La izquierda radical —el otro brazo de la pinza— tenía, como es lógico, otros motivos para no viajar a Caracas. «Hay que dejar trabajar a la diplomacia», manifestaban ellos. Pero era evidente que, también en este caso, sus intenciones más ocultas eran otras: las de no incomodar al régimen de Maduro con una visita parlamentaria que no era otra cosa sino una bofetada en la cara del mismo gobierno.
Unos y otros proponían que fuera septiembre el mes más indicado para la visita. Pero ninguno de ellos pudo objetar a que, llegadas esas fechas, la situación sería la misma o peor que la actual, dada la mayor cercanía de las elecciones, a celebrar a primeros de diciembre.

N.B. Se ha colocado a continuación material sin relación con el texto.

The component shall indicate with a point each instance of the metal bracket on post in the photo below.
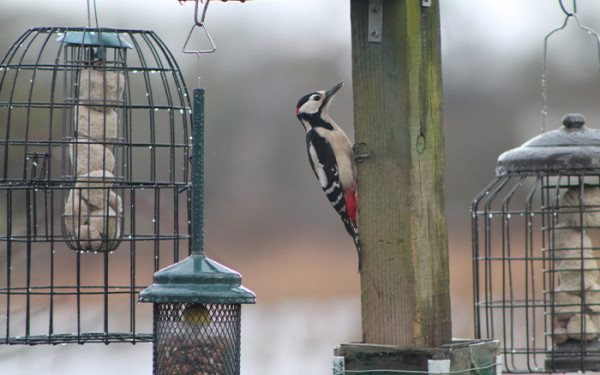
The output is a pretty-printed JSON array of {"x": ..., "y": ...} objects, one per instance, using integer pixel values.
[{"x": 375, "y": 20}]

Socialistas y liberales hemos intentado en vano que la delegación del Parlamento Europeo viajara a Venezuela. Yo mismo anuncié mi propósito de desplazarme a Caracas con tal de que algún otro grupo estuviera presente. No ha sido posible.
Hemos dejado sólos a los opositores venezolanos. Nuestra solidaridad, por ahora carente de ambición y de valentía, cuando no una posición simplemente contraria a sus más legítimas aspiraciones, ha quedado en una proclamación de palabras que se pierden entre las miles que aprobamos todos los meses en la sede de Estrasburgo.
El compromiso de los liberales europeos y el mío personal quedan, por lo tanto, acreditados. Serán otros quienes deban ofrecer explicaciones. Si las tienen.